Только теперь я поняла, что где-то потеряла Тошку. Наверное, мы разжали руки у входа, когда мне врезали цепью. Где он сейчас? Смог ли убежать? Накатила новая волна, на этот раз страха, и гораздо сильнее. Ведь это был страх за друга, а не за себя.
Рот заполнился кровью. Не было времени сплюнуть, и я проглотила ее.

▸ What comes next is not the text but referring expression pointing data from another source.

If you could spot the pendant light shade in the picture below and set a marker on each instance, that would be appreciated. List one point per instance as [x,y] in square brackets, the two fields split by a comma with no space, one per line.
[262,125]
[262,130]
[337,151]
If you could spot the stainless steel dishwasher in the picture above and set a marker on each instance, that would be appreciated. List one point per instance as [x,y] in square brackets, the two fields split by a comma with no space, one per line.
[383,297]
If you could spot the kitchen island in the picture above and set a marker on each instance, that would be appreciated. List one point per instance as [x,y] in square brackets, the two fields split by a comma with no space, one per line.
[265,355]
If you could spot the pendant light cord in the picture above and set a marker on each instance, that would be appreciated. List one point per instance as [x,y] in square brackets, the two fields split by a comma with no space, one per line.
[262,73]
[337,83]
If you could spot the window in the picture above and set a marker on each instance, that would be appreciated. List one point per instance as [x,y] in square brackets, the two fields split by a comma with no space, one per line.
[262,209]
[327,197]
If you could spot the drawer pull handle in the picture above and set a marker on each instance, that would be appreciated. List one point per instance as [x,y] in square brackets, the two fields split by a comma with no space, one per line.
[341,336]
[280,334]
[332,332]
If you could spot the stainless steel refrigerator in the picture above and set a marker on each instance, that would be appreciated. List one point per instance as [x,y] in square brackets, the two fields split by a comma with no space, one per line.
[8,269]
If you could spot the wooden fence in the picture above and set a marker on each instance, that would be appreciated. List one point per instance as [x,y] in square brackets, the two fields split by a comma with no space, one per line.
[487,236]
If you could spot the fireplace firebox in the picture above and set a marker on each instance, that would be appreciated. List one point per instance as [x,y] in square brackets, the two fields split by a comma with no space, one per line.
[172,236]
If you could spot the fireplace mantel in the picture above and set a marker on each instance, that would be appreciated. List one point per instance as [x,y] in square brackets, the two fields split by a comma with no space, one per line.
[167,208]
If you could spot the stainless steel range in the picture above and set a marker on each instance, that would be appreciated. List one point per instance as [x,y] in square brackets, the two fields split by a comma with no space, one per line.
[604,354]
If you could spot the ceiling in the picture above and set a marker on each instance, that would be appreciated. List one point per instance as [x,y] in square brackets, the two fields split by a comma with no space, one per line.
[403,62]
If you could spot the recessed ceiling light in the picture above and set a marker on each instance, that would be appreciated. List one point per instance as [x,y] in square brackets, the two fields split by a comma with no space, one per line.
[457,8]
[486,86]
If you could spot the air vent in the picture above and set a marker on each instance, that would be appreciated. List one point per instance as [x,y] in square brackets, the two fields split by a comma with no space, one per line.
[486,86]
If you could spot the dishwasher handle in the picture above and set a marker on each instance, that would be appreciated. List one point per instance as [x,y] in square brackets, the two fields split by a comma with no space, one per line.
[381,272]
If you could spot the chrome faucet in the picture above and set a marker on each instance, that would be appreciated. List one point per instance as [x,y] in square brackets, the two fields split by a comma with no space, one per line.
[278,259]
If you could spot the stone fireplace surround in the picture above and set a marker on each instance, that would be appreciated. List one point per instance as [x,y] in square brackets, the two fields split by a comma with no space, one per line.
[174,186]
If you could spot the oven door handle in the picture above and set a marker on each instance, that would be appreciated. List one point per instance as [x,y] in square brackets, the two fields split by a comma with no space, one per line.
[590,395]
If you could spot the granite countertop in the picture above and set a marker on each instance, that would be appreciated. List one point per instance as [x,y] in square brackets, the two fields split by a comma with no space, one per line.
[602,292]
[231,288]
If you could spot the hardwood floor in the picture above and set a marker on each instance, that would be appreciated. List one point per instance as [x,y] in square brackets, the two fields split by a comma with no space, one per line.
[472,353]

Дорожка, по которой я бежала, становилась все у́же. Стены постепенно сдавливали меня и загоняли в ловушку. Я поняла это слишком поздно, ― когда оказалась в тупике. Я подняла с земли пустую бутылку, разбила ее о кладку и, развернувшись, выбросила руку с розочкой вперед. Я не сдамся. В крови зашкаливал адреналин, я знала, что буду защищаться до последнего. Все тело напряглось.
На меня надвигалась толпа. Теперь я видела их лица. Дерзкие. Ухмыляющиеся. В них не было ничего человеческого.

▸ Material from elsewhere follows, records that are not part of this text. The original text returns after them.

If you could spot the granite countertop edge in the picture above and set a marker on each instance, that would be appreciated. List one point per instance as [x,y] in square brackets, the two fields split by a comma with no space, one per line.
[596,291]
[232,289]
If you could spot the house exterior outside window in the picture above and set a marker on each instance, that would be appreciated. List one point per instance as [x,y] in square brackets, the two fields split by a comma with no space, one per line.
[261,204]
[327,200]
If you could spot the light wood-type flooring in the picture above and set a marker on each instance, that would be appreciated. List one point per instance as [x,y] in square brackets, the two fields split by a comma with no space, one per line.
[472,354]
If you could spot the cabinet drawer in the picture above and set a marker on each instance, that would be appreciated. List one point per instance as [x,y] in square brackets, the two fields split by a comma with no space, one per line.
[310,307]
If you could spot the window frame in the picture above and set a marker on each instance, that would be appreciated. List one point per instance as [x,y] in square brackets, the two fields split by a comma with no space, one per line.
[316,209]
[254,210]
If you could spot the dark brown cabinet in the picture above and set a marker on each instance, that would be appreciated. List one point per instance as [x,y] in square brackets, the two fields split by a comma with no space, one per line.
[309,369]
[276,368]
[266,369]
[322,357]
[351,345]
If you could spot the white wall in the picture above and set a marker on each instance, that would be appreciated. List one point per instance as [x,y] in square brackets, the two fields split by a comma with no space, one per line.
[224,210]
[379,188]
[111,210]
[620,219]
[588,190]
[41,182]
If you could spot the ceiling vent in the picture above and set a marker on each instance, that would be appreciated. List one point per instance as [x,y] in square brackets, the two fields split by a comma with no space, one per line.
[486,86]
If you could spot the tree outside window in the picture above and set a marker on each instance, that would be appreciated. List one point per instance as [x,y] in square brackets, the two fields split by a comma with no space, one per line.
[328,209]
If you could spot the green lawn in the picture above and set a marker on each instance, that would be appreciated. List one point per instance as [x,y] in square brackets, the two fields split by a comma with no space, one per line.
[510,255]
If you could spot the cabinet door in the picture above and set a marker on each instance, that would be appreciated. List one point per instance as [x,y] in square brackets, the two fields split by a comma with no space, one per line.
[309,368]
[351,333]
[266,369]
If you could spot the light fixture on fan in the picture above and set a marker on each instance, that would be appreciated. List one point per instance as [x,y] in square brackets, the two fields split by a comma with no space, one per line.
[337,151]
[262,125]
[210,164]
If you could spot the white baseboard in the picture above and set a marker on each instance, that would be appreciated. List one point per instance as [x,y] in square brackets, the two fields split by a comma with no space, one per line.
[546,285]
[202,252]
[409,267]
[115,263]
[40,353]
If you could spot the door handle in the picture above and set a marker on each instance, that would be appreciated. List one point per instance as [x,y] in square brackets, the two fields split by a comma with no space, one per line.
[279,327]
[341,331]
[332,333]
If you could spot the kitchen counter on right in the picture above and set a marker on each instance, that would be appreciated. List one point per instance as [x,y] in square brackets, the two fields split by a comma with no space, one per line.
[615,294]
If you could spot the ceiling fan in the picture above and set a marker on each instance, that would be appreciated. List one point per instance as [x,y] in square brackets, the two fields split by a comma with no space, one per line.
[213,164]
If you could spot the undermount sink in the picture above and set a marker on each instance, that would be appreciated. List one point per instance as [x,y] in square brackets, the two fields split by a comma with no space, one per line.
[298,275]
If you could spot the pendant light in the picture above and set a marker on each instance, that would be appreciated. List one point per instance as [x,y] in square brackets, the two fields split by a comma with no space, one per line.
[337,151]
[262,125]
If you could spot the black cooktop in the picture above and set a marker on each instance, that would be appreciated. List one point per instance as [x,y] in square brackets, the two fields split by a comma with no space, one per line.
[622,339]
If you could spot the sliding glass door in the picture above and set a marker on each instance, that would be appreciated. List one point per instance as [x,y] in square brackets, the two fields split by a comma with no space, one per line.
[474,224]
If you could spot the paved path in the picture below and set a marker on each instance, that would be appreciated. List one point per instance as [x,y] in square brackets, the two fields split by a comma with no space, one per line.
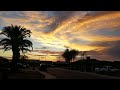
[47,75]
[71,74]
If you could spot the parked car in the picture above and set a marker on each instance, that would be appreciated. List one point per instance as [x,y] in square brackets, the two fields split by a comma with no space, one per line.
[106,69]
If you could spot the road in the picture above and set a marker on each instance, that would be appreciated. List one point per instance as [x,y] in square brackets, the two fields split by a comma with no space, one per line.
[71,74]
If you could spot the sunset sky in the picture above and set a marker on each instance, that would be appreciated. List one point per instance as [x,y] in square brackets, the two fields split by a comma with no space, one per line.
[95,31]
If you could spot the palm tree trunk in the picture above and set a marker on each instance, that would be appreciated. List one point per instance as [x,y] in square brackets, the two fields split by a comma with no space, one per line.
[15,58]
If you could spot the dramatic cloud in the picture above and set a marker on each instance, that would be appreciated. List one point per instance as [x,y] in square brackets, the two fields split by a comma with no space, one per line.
[95,31]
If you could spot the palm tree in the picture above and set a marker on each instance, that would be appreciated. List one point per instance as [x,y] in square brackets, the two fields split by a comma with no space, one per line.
[83,54]
[16,40]
[70,55]
[67,55]
[74,53]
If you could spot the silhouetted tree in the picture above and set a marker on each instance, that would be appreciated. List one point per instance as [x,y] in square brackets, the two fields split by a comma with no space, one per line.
[74,53]
[70,55]
[67,55]
[16,40]
[83,53]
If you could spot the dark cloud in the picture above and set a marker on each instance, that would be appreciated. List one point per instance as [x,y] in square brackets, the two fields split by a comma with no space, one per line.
[112,49]
[106,44]
[12,14]
[60,16]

Выход, думай, думай, срочно ищи выход. Но выхода нет.
Бритый череп. Высокие ботинки. Мой триггер. Вечный страх и ночной кошмар. Их было человек пять, и среди них ― девчонки. В узких джинсах и бомберах, с бритыми головами и длинными прядями на висках.

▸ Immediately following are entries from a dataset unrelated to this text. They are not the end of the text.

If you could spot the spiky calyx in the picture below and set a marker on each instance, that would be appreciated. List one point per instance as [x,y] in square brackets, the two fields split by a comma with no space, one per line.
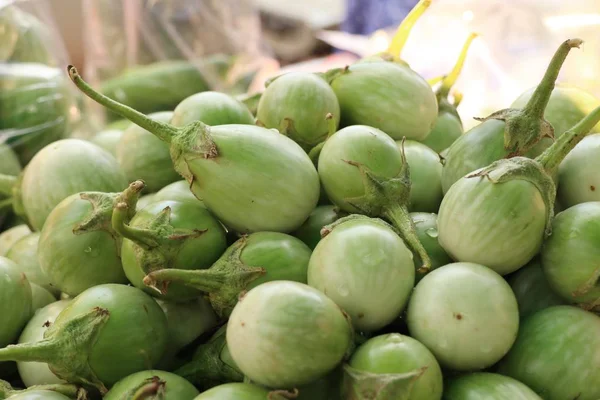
[207,369]
[526,127]
[66,348]
[361,385]
[389,198]
[224,281]
[158,242]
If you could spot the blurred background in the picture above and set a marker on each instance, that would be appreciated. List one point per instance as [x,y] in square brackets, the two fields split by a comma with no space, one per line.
[267,37]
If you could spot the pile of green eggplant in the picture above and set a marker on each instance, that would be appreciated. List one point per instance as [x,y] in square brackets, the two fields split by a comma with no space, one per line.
[342,239]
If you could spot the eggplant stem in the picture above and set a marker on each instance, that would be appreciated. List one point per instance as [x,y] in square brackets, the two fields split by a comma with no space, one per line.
[434,80]
[163,131]
[539,99]
[449,80]
[403,32]
[120,223]
[400,218]
[551,158]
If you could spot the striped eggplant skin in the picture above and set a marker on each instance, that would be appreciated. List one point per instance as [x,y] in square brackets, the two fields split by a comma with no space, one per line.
[297,334]
[571,255]
[63,168]
[297,103]
[477,148]
[38,373]
[578,177]
[387,96]
[425,177]
[366,269]
[532,290]
[173,386]
[259,181]
[557,354]
[485,385]
[361,144]
[448,128]
[15,301]
[396,367]
[427,231]
[500,226]
[465,314]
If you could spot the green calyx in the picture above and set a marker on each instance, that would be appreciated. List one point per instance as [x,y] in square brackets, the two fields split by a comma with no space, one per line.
[158,242]
[539,172]
[150,389]
[555,154]
[224,281]
[207,368]
[193,138]
[526,127]
[100,217]
[389,198]
[522,168]
[361,385]
[287,129]
[71,391]
[65,348]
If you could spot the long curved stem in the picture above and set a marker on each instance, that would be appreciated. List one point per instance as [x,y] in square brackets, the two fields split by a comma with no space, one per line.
[163,131]
[450,79]
[401,36]
[555,154]
[541,95]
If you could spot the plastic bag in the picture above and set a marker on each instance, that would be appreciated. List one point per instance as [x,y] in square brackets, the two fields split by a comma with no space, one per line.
[151,54]
[37,103]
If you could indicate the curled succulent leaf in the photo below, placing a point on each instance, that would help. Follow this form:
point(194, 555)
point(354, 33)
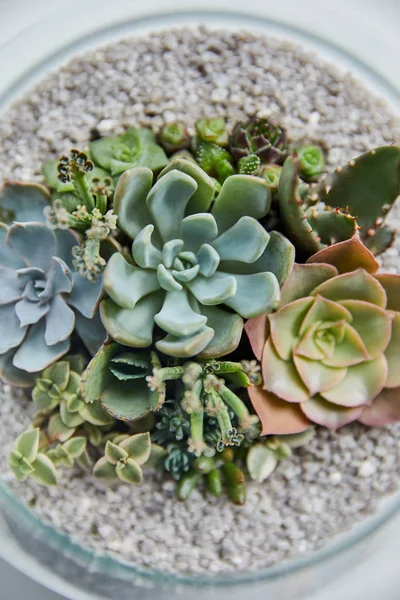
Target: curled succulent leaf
point(260, 137)
point(330, 354)
point(26, 460)
point(311, 161)
point(212, 130)
point(123, 459)
point(174, 136)
point(136, 147)
point(187, 264)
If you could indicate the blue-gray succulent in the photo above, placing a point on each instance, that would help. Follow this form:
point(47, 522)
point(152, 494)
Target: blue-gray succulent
point(188, 261)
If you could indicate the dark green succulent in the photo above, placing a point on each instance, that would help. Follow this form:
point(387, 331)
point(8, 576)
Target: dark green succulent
point(258, 136)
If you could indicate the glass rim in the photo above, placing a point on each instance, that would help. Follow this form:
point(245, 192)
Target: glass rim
point(140, 26)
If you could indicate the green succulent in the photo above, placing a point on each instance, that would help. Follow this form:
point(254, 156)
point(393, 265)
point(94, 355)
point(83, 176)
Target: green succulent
point(123, 459)
point(258, 136)
point(212, 130)
point(26, 460)
point(188, 261)
point(174, 137)
point(136, 147)
point(330, 352)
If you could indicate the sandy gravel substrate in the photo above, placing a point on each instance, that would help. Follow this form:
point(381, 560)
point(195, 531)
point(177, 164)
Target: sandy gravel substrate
point(338, 478)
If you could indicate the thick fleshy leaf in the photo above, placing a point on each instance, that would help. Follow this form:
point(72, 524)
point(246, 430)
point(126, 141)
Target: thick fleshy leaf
point(281, 377)
point(186, 346)
point(358, 285)
point(132, 327)
point(33, 242)
point(277, 416)
point(316, 376)
point(347, 256)
point(213, 290)
point(130, 472)
point(138, 447)
point(384, 410)
point(34, 354)
point(324, 310)
point(130, 200)
point(167, 202)
point(372, 323)
point(30, 312)
point(60, 321)
point(201, 200)
point(144, 252)
point(245, 241)
point(8, 258)
point(126, 284)
point(85, 295)
point(197, 230)
point(45, 471)
point(91, 331)
point(391, 285)
point(329, 415)
point(303, 280)
point(12, 333)
point(177, 316)
point(241, 195)
point(285, 325)
point(129, 400)
point(10, 290)
point(255, 294)
point(361, 384)
point(392, 353)
point(257, 330)
point(227, 328)
point(23, 202)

– Чур, она моя, ― игриво сказала одна и вышла вперед, вертя в руке нож-бабочку.
Я стояла, не шевелясь, выставив вперед свое бесполезное оружие. Резким ударом ноги девчонка выбила у меня розочку. В кисти что-то хрустнуло, боль пронзила руку до самого плеча. Девчонка ударила меня снова, в колено, и я упала на землю.
– Ты слушаешь неправильную музыку. И тусуешься с неправильными людьми, ― сказала она, медленно обходя меня. ― А неправильные люди не должны жить.
Следующий удар пришелся по почкам.
Нужно было встать и защищаться, но я не могла. Во мне будто села батарейка. Я часто-часто дышала, перед глазами все кружилось, я видела мир пятнами. Вот он и настал, мой пиндец. А мне всего пятнадцать… Интересно, как я буду смотреться в формалине?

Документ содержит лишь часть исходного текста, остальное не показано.